Per-Vote Subsidies Still Provoking Debate

However, Canadians are divided about whether they want to support political parties with their tax dollars. And they are particularly unclear about whether the per-vote subsidies, which were introduced by the Liberals in 2003 to offset a ban on corporate and union donations, are a good thing.

OTTAWA — The federal Conservative government has withdrawn its threats to end the per-vote subsidies that flow to political parties but some fiscally right-wing organizations say all taxpayer support to the parties should be dropped.

“The only difference between the per-vote subsidy and the other tax credits is that it’s just a little more obvious,” said Kevin Gaudet, Ontario director of the Canadian Taxpayers Federation.

“We don’t think it’s the job of governments to be financing political parties. We feel it’s the job of individuals and organizations that support those parties to fund them.”

David Seymour, the director of the Saskatchewan office of the Frontier Centre for Public Policy, a Western-based, public-policy think tank, agrees.

“Certainly we don’t believe that the per-vote subsidy is a good idea and logically you would have to apply that to the other reimbursements too,” Mr. Seymour said. His group argues that it is the responsibility of partisan supporters to provide funding for election campaigns.

The country was pushed to the brink of a constitutional crisis this fall when the bid to end the per-vote subsidy was inserted into the fall economic update composed by Finance Minister Jim Flaherty.

The opposition parties cried foul because, although they receive less money from the subsidies than do the Conservatives, they rely more heavily on that assistance because they raise far less through individual donations.

The Conservatives took in more than $17-million in donations in 2007, while the Liberals reaped less than $4.5-million.

But the per-vote subsidies, which cost the government more than $28-million in 2008, are just one of the ways that money flows from the pockets of taxpayers to the coffers of the political parties – all of them amounting to tens of millions of dollars annually.

Public money, for instance, is also used to reimburse a large portion of the money that donors give to parties.

The totals for 2008 are not yet known. But, according to Revenue Canada, those reimbursements cost the government more than $20-million in 2007 and more than $24-million in 2006. More than half of that money would have gone to Conservative supporters.

In addition, parties and candidates are reimbursed for half of the amount they spend on election campaigns.

Taxpayers paid the parties $27-million to cover those expenses in 2006. Elections Canada won’t say how much it gave that year to individual candidates because of ongoing litigation over a disputed Conservative election financing plan. But, after the 2004 election, they received a combined $24-million.

However, Canadians are divided about whether they want to support political parties with their tax dollars.

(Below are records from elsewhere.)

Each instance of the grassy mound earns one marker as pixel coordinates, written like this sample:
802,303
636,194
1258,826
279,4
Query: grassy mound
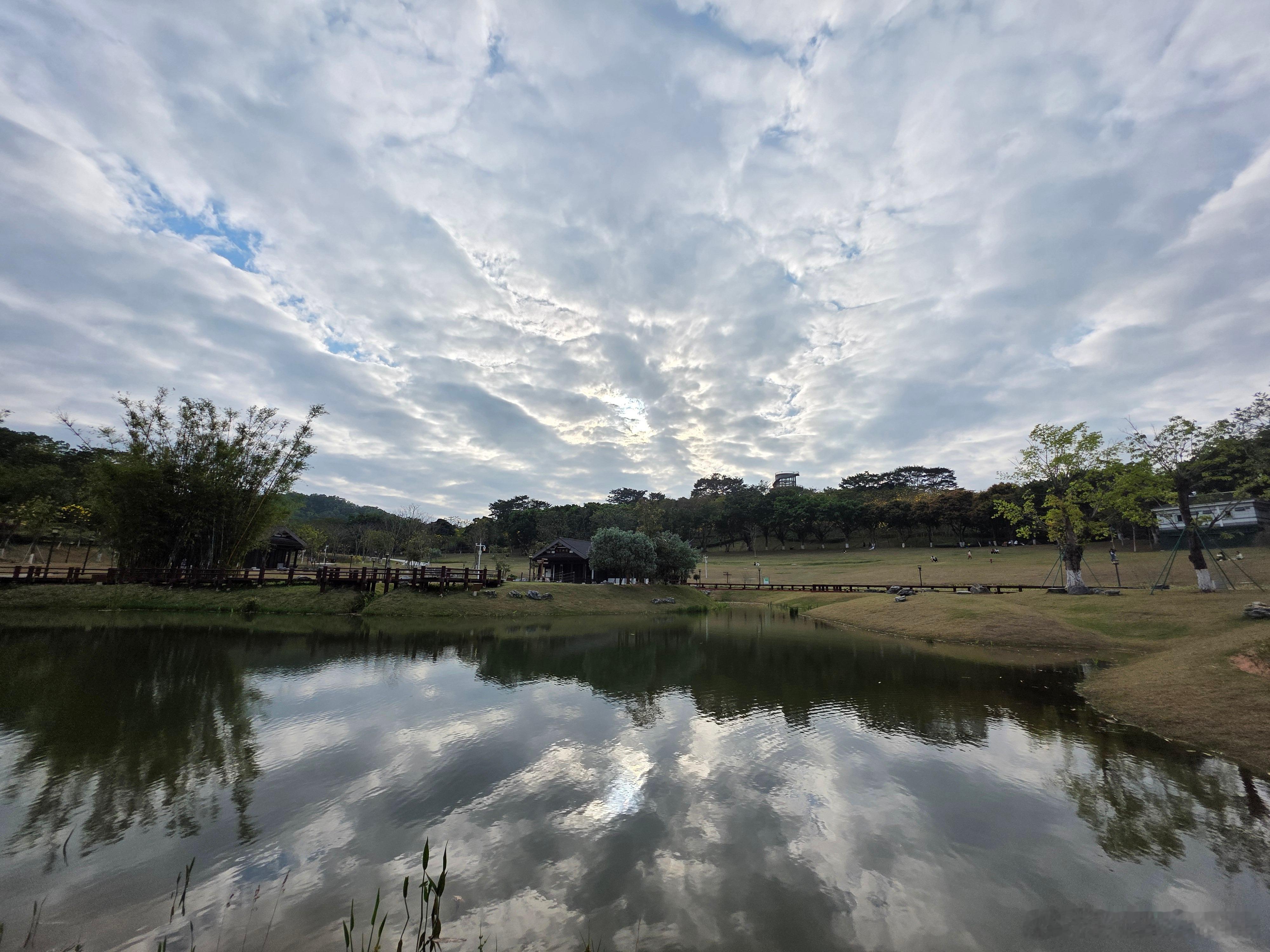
566,600
285,600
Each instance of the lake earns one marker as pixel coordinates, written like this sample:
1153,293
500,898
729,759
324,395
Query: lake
739,781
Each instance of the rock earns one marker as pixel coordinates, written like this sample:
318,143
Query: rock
1258,610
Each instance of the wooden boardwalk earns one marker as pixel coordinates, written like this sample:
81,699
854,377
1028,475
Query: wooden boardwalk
365,579
868,587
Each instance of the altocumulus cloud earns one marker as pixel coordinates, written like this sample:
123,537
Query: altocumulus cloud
558,248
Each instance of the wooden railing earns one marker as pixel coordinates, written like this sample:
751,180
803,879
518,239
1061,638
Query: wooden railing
326,577
866,587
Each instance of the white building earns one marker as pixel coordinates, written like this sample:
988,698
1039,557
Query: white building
1247,517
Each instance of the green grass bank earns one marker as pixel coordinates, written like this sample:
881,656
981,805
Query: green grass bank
401,604
1187,666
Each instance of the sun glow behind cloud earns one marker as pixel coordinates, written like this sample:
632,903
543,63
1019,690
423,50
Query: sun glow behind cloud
547,249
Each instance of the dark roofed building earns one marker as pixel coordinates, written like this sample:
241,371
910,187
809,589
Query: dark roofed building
565,560
283,552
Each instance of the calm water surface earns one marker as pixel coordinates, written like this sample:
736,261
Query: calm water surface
735,783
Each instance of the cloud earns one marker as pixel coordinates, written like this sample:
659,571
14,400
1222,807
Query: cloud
556,249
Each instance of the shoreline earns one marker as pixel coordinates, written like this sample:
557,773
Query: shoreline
1173,670
401,604
1173,657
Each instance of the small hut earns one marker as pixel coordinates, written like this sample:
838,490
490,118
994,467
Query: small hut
281,552
565,560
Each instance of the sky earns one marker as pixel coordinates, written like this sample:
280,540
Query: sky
558,248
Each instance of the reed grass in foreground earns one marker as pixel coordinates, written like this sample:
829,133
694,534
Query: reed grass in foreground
421,931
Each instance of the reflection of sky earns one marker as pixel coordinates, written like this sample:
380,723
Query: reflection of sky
563,817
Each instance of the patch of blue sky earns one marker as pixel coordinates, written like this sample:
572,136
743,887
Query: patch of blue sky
210,229
705,25
497,64
344,348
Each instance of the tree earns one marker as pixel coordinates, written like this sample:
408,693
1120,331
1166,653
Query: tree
620,554
957,511
844,508
1067,461
1252,426
519,520
864,482
929,515
201,487
925,479
717,486
871,517
911,479
676,559
899,515
1186,455
627,497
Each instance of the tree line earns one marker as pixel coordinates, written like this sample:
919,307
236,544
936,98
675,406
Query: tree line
191,483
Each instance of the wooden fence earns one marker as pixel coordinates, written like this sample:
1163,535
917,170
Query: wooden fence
867,587
422,578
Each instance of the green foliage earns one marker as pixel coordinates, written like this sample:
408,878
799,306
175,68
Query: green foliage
1070,463
676,559
620,554
201,487
518,519
427,922
905,479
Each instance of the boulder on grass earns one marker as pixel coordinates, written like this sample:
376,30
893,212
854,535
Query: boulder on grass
1258,610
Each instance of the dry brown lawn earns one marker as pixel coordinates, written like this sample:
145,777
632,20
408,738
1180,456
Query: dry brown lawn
1173,653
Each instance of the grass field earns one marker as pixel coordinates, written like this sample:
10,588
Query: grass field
566,600
1014,565
279,600
1175,652
307,600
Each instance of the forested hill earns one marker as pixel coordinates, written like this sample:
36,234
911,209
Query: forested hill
309,507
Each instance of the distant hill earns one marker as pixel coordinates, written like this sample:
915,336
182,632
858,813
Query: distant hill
314,506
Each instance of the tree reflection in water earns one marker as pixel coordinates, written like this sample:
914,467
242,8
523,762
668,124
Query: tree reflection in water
1141,799
1141,795
120,729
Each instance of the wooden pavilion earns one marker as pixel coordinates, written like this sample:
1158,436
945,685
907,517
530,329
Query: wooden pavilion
563,560
283,552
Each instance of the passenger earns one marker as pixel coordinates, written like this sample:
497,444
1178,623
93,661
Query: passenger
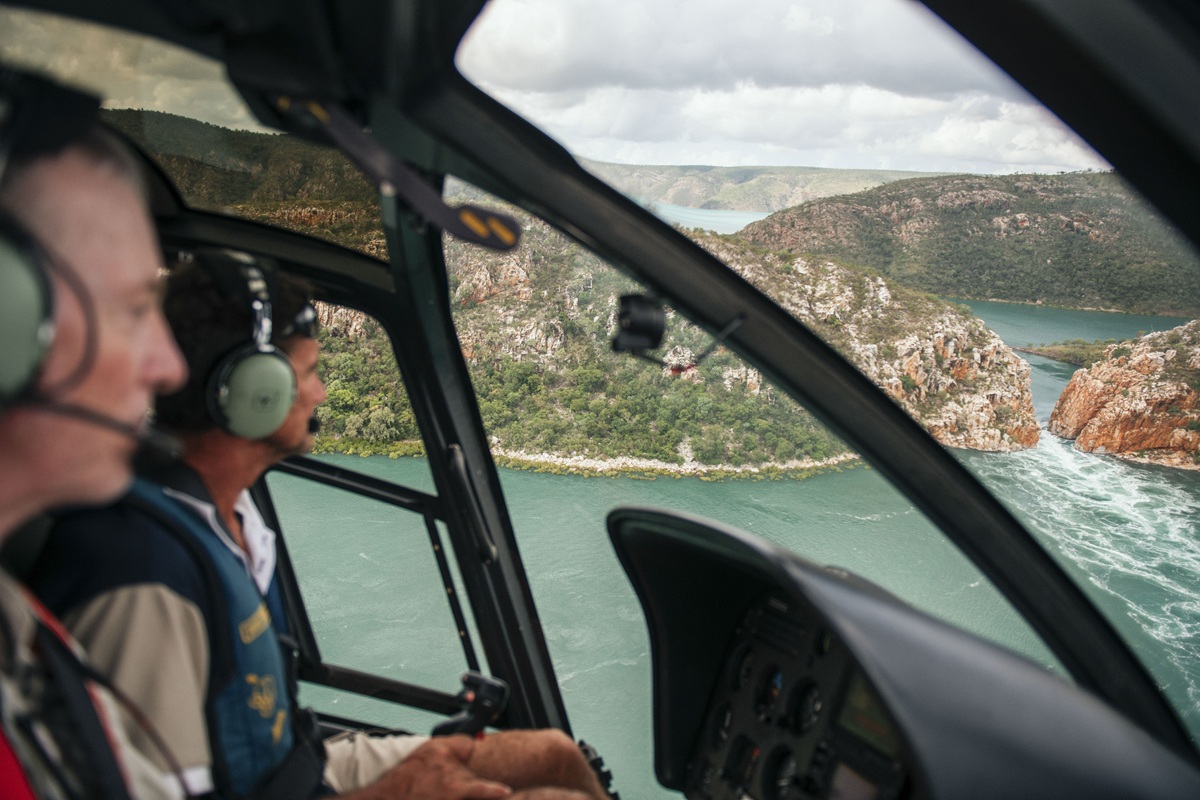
83,350
181,614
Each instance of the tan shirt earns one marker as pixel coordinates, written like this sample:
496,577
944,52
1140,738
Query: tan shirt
24,690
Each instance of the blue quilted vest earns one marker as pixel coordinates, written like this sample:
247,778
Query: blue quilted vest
250,716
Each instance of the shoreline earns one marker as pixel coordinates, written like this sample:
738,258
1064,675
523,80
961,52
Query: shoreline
652,468
618,467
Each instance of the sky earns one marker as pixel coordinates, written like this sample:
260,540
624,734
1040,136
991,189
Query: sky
877,84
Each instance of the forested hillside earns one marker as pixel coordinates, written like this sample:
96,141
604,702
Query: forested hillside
1079,240
739,188
535,328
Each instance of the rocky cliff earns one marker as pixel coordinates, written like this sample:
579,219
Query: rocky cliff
1141,401
951,373
942,365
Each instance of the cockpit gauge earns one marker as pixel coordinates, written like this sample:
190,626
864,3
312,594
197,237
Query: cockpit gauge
779,774
771,689
805,707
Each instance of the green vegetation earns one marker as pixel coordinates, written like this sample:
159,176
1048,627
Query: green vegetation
535,324
741,188
1078,240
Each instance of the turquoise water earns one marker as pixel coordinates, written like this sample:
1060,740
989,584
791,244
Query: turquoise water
1024,325
1127,533
718,220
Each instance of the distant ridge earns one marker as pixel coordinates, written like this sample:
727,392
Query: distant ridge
1074,240
739,188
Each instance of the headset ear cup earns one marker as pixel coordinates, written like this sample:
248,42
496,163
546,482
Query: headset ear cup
27,326
252,391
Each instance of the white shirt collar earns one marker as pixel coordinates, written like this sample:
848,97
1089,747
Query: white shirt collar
259,554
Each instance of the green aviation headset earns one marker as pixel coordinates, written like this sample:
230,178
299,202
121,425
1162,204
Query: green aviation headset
37,116
27,310
252,388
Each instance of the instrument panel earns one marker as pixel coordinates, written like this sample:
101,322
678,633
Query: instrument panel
792,717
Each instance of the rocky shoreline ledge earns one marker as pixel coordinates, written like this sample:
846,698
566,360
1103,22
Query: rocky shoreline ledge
1141,402
652,468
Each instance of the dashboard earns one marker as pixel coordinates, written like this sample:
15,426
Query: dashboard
792,717
779,679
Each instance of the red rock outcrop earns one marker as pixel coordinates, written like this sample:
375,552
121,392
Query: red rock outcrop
1140,402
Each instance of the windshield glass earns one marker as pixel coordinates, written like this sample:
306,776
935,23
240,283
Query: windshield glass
940,228
183,110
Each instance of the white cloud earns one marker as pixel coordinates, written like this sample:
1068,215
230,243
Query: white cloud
834,83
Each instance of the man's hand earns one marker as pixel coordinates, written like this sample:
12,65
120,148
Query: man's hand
437,770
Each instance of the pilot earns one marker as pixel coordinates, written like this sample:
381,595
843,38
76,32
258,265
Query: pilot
184,613
83,350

And they are particularly unclear about whether the per-vote subsidies, which were introduced by the Liberals in 2003 to offset a ban on corporate and union donations, are a good thing.

Prime Minister Stephen Harper said in a televised interview conducted before Christmas that taxpayers are tired of funding parties.

“We believe … at a time of economic difficulty, it is not right for political parties to be getting tens of millions of dollars in political subsidies,” he said. “The Canadian public overwhelmingly supports that position.”

But Robert MacDermid, a professor of political science at York University, said he doesn’t know where Mr. Harper is getting his information.

Dr. MacDermid points to the 2006 Canadian Elections Study, funded in part by Elections Canada, which asked respondents whether political parties should get public funding. More than half of those surveyed had no opinion.

But, of those who did, 71 per cent said the public financing was a “good thing.”

“This is the history of public finance for parties. Time and time again, in polls going back to the early ’90s when the Royal Commission on Electoral Reform and Party Financing looked at this issue, Canadians have always said that they support public financing,” Dr. MacDermid said.

“I can speculate that they think it’s a way of ensuring fairness – so that the richest party doesn’t always dominate the circus, which is a pretty persuasive argument.”